Trump Institute of Peace in Washington D.C., the meeting was less a standard diplomatic summit and more a high-octane rollout of Trump’s vision for a post-UN world order. India was represented by its Chargé d’Affaires,
Namgya Khampa, a seasoned 2000-batch IFS officer whose presence signaled that while India is curious enough to take a “ringside seat,” it isn’t quite ready to sign the guestbook as a full member of a body that many critics view as a direct rival to the United Nations.
MEA spokesperson Randhir Jaiswal was careful to frame the participation within the bounds of established policy, stating that India supports the Gaza Peace Plan and efforts under UNSC Resolution 2803.
This “observer” status acts as a diplomatic off-ramp, allowing New Delhi to stay in the loop on Gaza reconstruction—an area where Trump has already secured $7 billion in pledges from Middle Eastern nations and a $10 billion commitment from the U.S.—without endorsing the more controversial aspects of the Board’s mandate.
The Board, which includes 27 formal members like Saudi Arabia, the UAE, and Pakistan, has been given a broad remit to tackle “global hotspots,” a term that naturally makes Indian diplomats a bit twitchy given their historical allergy to third-party mediation.
The meeting itself was vintage Trump, complete with “disco beats” and characteristically bold claims that added a layer of surrealism to the proceedings. Most notably, Trump used the platform to repeat his assertion that his personal intervention—specifically a threat of 200% tariffs—prevented a full-scale war between India and Pakistan during Operation Sindoor in May 2025.

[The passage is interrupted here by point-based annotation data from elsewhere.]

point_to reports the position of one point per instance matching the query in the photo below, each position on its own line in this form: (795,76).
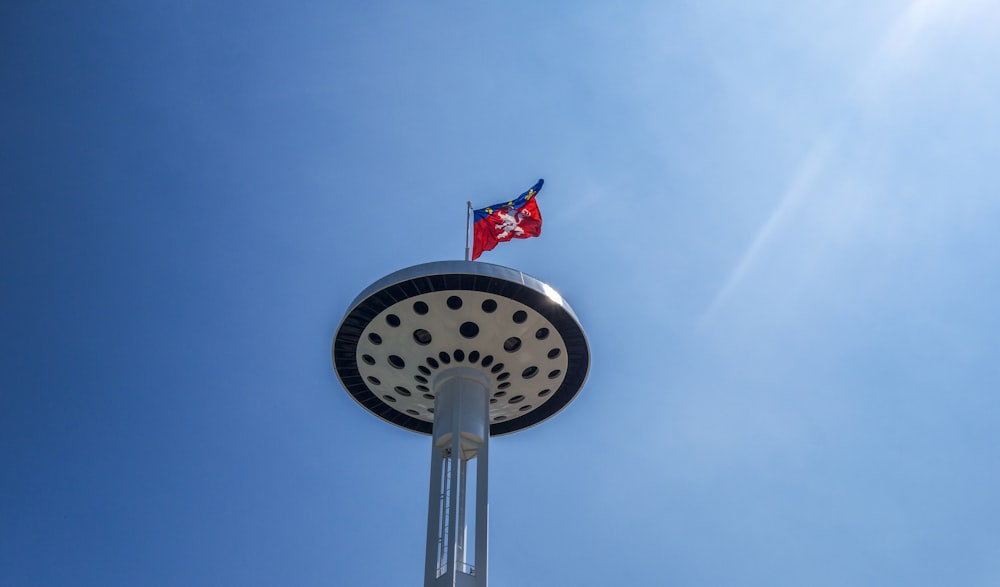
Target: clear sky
(778,221)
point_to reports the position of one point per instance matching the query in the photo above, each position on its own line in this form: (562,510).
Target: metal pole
(461,433)
(468,222)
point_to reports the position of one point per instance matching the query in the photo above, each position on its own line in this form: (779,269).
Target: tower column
(457,513)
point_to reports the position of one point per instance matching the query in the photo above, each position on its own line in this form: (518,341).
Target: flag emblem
(518,218)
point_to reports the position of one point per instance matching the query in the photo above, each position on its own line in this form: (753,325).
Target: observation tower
(461,351)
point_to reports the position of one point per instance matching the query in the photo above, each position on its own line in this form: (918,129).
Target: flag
(519,218)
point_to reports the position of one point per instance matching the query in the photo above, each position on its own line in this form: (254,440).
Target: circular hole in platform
(469,329)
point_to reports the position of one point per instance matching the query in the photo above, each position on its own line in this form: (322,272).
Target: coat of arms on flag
(518,218)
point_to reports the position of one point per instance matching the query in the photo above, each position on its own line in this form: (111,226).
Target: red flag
(519,218)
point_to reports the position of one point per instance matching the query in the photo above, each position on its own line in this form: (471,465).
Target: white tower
(462,351)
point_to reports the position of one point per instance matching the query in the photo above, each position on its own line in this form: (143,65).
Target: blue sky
(777,221)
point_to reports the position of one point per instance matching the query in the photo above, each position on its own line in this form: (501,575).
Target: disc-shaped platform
(409,327)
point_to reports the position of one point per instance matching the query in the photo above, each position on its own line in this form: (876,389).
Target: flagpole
(468,220)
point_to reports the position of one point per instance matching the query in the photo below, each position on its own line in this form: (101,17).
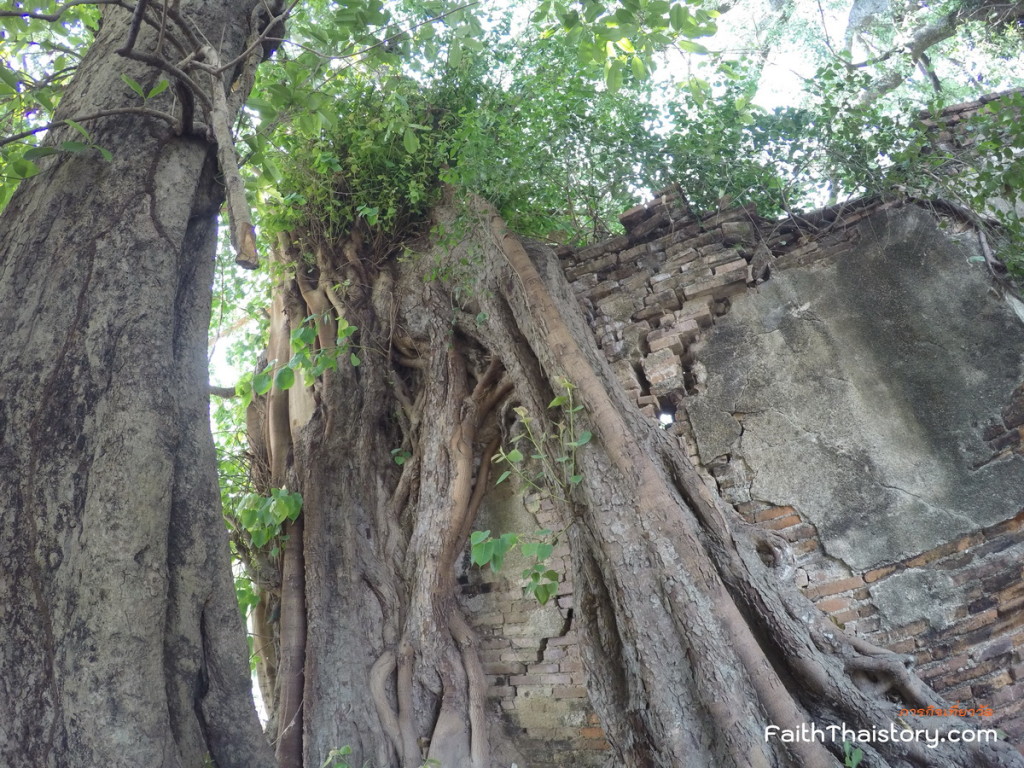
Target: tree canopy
(372,117)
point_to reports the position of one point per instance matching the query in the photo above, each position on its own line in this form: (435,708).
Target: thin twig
(55,15)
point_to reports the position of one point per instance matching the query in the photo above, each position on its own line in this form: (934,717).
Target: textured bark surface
(693,642)
(122,643)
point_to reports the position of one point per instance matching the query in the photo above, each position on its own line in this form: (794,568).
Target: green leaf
(78,127)
(158,88)
(303,336)
(690,47)
(133,85)
(613,75)
(639,69)
(482,552)
(23,168)
(285,378)
(262,383)
(411,141)
(478,536)
(678,15)
(38,152)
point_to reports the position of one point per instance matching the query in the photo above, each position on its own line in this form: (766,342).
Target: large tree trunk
(122,643)
(693,641)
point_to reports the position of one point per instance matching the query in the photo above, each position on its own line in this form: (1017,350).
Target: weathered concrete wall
(858,389)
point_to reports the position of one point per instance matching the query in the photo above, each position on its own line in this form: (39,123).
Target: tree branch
(95,116)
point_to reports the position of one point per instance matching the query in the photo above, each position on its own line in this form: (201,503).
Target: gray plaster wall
(856,390)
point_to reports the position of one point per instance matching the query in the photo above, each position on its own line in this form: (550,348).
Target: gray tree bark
(693,638)
(122,643)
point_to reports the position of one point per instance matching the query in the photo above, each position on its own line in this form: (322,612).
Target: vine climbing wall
(851,379)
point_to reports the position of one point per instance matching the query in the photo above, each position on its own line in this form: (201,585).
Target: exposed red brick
(782,522)
(834,604)
(772,512)
(569,691)
(836,588)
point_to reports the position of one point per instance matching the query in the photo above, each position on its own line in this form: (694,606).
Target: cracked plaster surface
(861,384)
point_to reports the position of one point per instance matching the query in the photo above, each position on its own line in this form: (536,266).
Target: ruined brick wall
(652,294)
(651,297)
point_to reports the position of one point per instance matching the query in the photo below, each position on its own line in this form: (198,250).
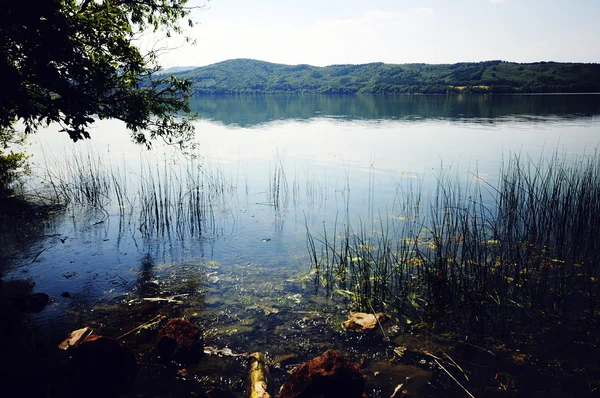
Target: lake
(222,239)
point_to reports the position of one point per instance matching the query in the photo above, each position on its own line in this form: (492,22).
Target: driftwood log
(258,376)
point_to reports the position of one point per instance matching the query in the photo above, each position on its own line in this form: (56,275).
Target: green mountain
(251,76)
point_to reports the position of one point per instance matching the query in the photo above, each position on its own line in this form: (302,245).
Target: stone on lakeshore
(330,375)
(102,367)
(360,321)
(180,341)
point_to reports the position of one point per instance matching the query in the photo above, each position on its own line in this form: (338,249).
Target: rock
(361,321)
(282,361)
(102,367)
(75,338)
(180,341)
(330,375)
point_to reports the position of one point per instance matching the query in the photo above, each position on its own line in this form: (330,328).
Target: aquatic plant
(476,258)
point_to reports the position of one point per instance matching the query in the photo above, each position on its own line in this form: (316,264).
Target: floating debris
(75,338)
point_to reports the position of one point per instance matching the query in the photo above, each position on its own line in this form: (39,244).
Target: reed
(475,259)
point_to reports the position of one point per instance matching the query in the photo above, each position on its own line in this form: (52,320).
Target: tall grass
(476,259)
(168,198)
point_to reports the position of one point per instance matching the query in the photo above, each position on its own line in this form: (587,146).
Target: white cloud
(379,15)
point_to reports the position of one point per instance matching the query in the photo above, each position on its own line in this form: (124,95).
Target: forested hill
(251,76)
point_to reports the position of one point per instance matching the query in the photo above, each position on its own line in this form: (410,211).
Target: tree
(71,61)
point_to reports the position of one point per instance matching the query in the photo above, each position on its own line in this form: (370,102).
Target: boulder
(180,341)
(360,321)
(102,367)
(330,375)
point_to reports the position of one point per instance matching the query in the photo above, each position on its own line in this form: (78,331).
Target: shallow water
(273,168)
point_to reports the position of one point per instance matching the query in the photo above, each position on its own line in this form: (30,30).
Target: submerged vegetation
(251,76)
(476,260)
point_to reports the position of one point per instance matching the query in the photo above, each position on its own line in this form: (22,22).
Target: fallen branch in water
(453,378)
(258,376)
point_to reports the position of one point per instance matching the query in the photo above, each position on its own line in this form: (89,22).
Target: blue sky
(329,32)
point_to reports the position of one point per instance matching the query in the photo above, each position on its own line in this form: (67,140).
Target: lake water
(270,168)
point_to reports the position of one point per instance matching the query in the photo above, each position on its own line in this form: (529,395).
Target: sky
(327,32)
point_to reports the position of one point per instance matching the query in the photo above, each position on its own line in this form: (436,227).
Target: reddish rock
(180,341)
(102,367)
(330,375)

While Pakistan’s Prime Minister Shehbaz Sharif, who was in attendance, hailed Trump as a “saviour,” the MEA has consistently maintained that the May 10 ceasefire was a bilateral understanding reached through direct military channels.
By attending only as an observer, India effectively sidestepped the optics of nodding along to these claims while ensuring it wasn’t absent from a table where the future of West Asian stability is being hammered out.

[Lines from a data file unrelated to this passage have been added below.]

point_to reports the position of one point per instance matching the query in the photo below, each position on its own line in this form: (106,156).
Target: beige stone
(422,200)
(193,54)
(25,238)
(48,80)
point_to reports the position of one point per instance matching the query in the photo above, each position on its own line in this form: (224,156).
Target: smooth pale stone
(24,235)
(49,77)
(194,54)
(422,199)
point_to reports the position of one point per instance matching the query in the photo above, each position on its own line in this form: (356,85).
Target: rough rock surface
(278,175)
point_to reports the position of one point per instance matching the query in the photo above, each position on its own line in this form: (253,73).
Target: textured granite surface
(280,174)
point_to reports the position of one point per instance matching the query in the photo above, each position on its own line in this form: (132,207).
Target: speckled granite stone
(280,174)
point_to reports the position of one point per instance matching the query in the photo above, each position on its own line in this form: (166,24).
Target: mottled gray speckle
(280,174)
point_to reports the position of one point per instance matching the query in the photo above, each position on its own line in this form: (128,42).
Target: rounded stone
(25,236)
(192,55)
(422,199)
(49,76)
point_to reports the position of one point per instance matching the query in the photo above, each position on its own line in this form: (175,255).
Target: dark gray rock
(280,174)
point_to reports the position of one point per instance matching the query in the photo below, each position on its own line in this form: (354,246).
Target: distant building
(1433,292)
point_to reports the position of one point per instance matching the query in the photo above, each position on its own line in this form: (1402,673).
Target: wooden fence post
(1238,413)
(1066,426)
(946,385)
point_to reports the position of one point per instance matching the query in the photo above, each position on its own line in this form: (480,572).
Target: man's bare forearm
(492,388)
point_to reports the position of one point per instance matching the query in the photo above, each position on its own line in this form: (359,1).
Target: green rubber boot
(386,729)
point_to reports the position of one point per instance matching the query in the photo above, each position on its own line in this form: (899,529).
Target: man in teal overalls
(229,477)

This calibrated engagement comes at a critical juncture, as Prime Minister Narendra Modi is scheduled to visit Israel later this month. For India, the Board of Peace is a “transactional reality”; a peaceful West Asia is essential for the India-Middle East-Europe Economic Corridor (IMEC), yet
New Delhi remains wary of any body that might “almost be looking over” the UN, as Trump put it. The MEA’s stance remains a masterclass in balancing act: supporting the humanitarian and stabilization goals for Gaza while maintaining a safe distance from the “Trump United Nations” rhetoric that has left many European allies and traditional multilateralists in a state of cold sweat.
Ultimately, India’s presence as an observer confirms that while it respects the “art of the deal,” it still prefers the rulebook of international law—even if that book is looking a little dusty these days.